Word splits into multiple portions of text on extraction (C# .NET)

Aspose Slides is giving unexpected results for a particular PowerPoint slide that we have.

We are using the following code to get text from power point slides (so that we can search them for specific words).

        Dim pptxPresentation As Presentation = New Presentation(_strFilePath)
        Dim textFramesPPTX As ITextFrame() = Util.SlideUtil.GetAllTextFrames(pptxPresentation, True)

        For i As Integer = 0 To textFramesPPTX.Length - 1
            For Each port As IPortion In From para In textFramesPPTX(i).Paragraphs From port1 In para.Portions Select port1
                sb.Append(port.Text)
                sb.AppendLine()
            Next
        Next

We found a problem with the linked Powerpoint which has only one word in it.

The word Associate for some reason gets split into the following pieces which then creates problems with our Search.

“Ass” & vbCrLf & “o” & vbCrLf & “c” & vbCrLf & “ia” & vbCrLf & “t” & vbCrLf & “e”

The code words with most slides but we seem to have some hidden characters here that Aspose is picking up.

NOTE: If I copy and paste the word into a brand new Powerpoint document, the same problem exists with the new document but… If I delete the word in the slide and retype the same word over it, the problem is fixed. It appears there are some hidden characters that Aspose is picking up.

The problem was discovered by a user and I am hoping that there is some way of getting to to work on his slide instead of asking him to retype (in case it also occurs on other documents).

Any help would be greatly appreciated.
Thanks in advance.
Sanjay

@singhsy,

I have worked with the presentation file shared by you using Aspose.Slides for .NET 19.11 and have been able to reproduce the issue. An issue with ID SLIDESNET-41594 has been created in our issue tracking system to further investigate and resolve the issue. This thread has been linked with the issue so that you may be notified once the issue will be fixed.

Generally, in such cases the following line of code merge all the portions together in a paragraph if they have same formatting. Apparently, the text seems to have same formatting but following call is too failing.

pres.JoinPortionsWithSameFormatting();

We will work over this issue and will share feedback once it will be addressed.

@mudassir.fayyaz
Thank you for looking into this.

A quick question… is there any single line of code to copy out all text from a Powerpoint file (text can be anywhere in slide including comments, headers etc).

Thanks
Sanjay

Can you please elaborate where you want to copy that text i mean from one presentation to another presentation.

Sorry that was poorly worded. I just need to get all the text from the Powerpoint into a string variable. I will then use it to search for specific words or patterns.

We are currently looping through different components of the slides but I was wondering if there was a GetAllText command.

Thanks
Sanjay

@singhsy,

I have observed your requirements and suggest you to please visit this documentation article for extracting text on presentation paragraph level. I hope this will be helpful.
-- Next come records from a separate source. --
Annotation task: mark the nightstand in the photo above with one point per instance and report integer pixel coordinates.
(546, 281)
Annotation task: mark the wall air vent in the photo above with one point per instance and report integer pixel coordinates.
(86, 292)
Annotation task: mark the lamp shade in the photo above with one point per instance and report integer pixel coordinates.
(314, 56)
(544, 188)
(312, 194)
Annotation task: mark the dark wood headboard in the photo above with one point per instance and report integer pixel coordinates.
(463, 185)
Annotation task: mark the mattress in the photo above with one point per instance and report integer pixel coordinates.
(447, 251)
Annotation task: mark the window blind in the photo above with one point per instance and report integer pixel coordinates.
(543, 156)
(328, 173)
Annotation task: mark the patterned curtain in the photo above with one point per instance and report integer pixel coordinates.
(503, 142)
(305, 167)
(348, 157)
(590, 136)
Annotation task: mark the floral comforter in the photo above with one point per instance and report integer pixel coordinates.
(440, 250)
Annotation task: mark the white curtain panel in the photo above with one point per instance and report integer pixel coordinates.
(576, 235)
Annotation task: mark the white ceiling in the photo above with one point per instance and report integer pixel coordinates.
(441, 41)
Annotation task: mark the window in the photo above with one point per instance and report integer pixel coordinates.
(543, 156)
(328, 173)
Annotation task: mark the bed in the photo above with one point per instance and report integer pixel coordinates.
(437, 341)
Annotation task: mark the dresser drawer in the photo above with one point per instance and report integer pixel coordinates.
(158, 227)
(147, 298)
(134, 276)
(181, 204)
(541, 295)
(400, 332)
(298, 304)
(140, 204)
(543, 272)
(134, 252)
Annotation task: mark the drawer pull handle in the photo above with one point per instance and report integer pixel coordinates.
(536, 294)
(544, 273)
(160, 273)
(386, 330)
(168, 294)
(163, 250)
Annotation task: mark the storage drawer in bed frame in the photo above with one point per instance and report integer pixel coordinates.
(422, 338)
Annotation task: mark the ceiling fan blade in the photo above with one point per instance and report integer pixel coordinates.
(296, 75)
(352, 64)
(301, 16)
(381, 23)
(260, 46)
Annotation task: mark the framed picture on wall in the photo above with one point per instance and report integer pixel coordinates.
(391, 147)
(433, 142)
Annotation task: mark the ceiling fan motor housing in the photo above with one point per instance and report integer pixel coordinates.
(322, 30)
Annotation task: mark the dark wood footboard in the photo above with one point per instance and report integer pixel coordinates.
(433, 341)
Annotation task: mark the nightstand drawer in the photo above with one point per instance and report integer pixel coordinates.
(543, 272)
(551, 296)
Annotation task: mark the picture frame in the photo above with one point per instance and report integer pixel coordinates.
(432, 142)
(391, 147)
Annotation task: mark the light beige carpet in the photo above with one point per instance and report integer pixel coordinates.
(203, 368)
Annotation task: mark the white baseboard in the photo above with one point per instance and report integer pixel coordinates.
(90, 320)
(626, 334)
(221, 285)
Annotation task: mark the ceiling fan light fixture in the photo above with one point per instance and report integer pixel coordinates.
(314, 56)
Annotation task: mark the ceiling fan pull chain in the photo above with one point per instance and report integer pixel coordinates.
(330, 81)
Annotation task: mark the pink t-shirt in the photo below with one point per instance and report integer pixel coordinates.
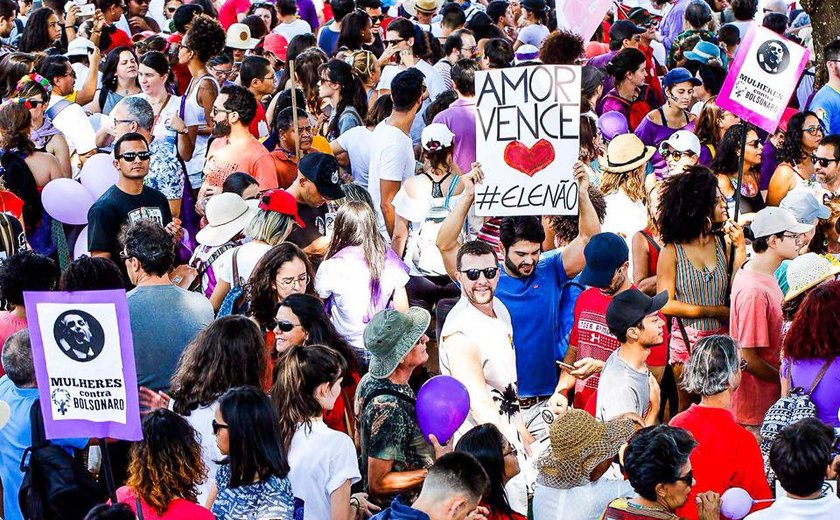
(179, 509)
(9, 324)
(755, 321)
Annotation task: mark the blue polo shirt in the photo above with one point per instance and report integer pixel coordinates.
(536, 308)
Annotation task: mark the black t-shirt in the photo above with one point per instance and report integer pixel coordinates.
(116, 209)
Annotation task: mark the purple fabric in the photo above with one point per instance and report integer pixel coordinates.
(769, 163)
(825, 397)
(460, 119)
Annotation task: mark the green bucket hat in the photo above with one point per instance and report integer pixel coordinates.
(390, 335)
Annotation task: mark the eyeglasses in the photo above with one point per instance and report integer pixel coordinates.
(473, 274)
(133, 156)
(688, 479)
(218, 426)
(823, 161)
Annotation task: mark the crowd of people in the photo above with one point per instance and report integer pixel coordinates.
(293, 223)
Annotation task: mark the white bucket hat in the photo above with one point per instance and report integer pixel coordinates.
(227, 215)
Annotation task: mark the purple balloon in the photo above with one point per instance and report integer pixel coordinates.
(612, 124)
(67, 201)
(442, 405)
(735, 503)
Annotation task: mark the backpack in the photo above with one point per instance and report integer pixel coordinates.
(55, 485)
(789, 409)
(425, 254)
(235, 301)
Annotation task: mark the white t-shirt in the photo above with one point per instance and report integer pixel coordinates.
(290, 30)
(247, 257)
(358, 143)
(320, 461)
(74, 124)
(392, 159)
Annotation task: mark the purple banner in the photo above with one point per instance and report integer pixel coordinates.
(84, 363)
(762, 78)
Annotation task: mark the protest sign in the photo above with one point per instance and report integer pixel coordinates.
(582, 16)
(762, 78)
(84, 363)
(527, 140)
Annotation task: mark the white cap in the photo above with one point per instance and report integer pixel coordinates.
(683, 141)
(436, 136)
(79, 47)
(773, 220)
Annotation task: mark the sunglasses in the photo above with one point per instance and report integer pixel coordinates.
(133, 156)
(823, 161)
(218, 426)
(473, 274)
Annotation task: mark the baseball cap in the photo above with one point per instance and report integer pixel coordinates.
(680, 75)
(683, 141)
(436, 136)
(281, 201)
(629, 307)
(624, 30)
(772, 220)
(805, 206)
(322, 170)
(604, 253)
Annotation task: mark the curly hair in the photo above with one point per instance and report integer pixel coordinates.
(791, 151)
(561, 48)
(166, 464)
(686, 204)
(230, 352)
(804, 341)
(262, 289)
(206, 37)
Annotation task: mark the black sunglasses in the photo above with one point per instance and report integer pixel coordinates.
(473, 274)
(133, 156)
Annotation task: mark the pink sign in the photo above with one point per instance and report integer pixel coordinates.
(762, 78)
(582, 16)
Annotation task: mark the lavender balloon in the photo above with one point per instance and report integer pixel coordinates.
(442, 405)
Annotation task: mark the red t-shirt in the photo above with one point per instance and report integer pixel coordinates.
(593, 339)
(726, 456)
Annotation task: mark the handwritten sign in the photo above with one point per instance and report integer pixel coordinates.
(527, 140)
(762, 78)
(84, 363)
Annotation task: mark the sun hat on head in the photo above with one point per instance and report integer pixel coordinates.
(626, 152)
(390, 335)
(579, 442)
(227, 215)
(807, 271)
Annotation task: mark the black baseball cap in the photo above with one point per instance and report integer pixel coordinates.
(629, 307)
(322, 170)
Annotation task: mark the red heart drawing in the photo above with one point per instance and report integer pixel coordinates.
(529, 160)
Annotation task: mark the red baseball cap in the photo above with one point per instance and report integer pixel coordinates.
(281, 202)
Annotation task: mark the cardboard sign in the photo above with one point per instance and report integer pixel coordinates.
(762, 78)
(84, 363)
(527, 140)
(582, 16)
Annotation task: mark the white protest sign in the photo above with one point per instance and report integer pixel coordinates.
(527, 140)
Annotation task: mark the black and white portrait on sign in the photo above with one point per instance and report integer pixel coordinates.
(773, 57)
(79, 335)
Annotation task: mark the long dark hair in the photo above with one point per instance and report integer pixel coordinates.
(314, 320)
(230, 352)
(486, 443)
(351, 91)
(255, 445)
(109, 70)
(300, 370)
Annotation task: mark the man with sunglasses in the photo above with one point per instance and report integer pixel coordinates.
(128, 201)
(755, 313)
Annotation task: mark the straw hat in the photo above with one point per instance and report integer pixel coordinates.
(626, 152)
(807, 271)
(579, 443)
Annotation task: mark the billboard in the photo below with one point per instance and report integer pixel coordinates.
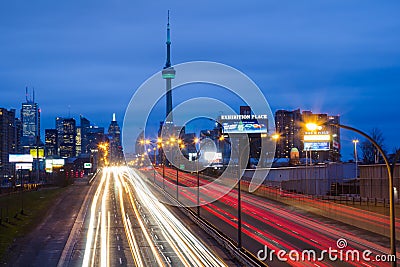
(20, 158)
(316, 146)
(87, 165)
(33, 152)
(23, 166)
(317, 137)
(244, 124)
(58, 162)
(244, 127)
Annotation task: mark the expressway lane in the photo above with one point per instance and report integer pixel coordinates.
(126, 226)
(271, 224)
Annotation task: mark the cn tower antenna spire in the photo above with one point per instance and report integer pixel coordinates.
(168, 74)
(168, 62)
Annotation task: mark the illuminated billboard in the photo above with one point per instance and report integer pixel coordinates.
(33, 152)
(87, 165)
(317, 137)
(23, 166)
(20, 158)
(244, 124)
(316, 146)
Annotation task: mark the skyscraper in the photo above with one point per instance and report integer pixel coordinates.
(168, 74)
(8, 140)
(85, 126)
(114, 135)
(68, 138)
(30, 119)
(288, 125)
(51, 142)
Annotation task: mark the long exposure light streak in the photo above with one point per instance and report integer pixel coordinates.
(127, 226)
(89, 237)
(195, 251)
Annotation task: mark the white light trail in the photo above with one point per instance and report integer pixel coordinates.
(194, 250)
(103, 236)
(89, 237)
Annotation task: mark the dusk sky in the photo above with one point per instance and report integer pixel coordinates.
(89, 57)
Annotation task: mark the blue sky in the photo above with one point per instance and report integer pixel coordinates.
(336, 57)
Quick check to see if there is an update on this issue (When working with the file that I had linked to).

Users were asking for a solution and I was wondering if there has been an update that I can hopefully download to fix this problem.

Thanks in advance
Sanjay

@singhsy,

I like to share that the issue is still unresolved and is pending in issues queue at the moment. However, I have already shared the workaround approach with you that you can adopt for the moment. i.e. Instead of comparing text on portion level, please perform comparison on Paragraph level. This way you will be able to achieve results.

@mudassir.fayyaz
We tried your suggestions but unfortunately they all still gave the same result i.e. they break the word up into several pieces.

@singhsy,

I suggest you to please try using following sample code on your end for the time being till the issue gets resolved. The code is identifying string on paragraph level and then replacing that on portion level.

Public Shared Sub TestReplaceText2()
    Dim stToFind As String = "Associate"
    Dim stToAppend As String = "New Text"
    Dim _strFilePath As String = "C:\data\"
    Dim pptxPresentation = New Presentation(_strFilePath & "Associate_Aspose.pptx")
    Dim textFramesPPTX As ITextFrame() = Aspose.Slides.Util.SlideUtil.GetAllTextFrames(pptxPresentation, False)
    Dim i As Integer = 0, loopTo As Integer = textFramesPPTX.Length - 1

    While i <= loopTo

        For Each para As IParagraph In textFramesPPTX(i).Paragraphs

            If para.Text.Equals(stToFind) Then
                Dim portionCount As Integer = para.Portions.Count

                For j As Integer = 1 To portionCount - 1
                    para.Portions.Remove(para.Portions(1))
                Next
            End If

            para.Portions(0).Text = para.Portions(0).Text & " " & stToAppend
        Next

        i += 1
    End While

    pptxPresentation.Save(_strFilePath & "NewSaved.pptx", Aspose.Slides.Export.SaveFormat.Pptx)
End Sub

The issues you have found earlier (filed as SLIDESNET-41594) have been fixed in this update.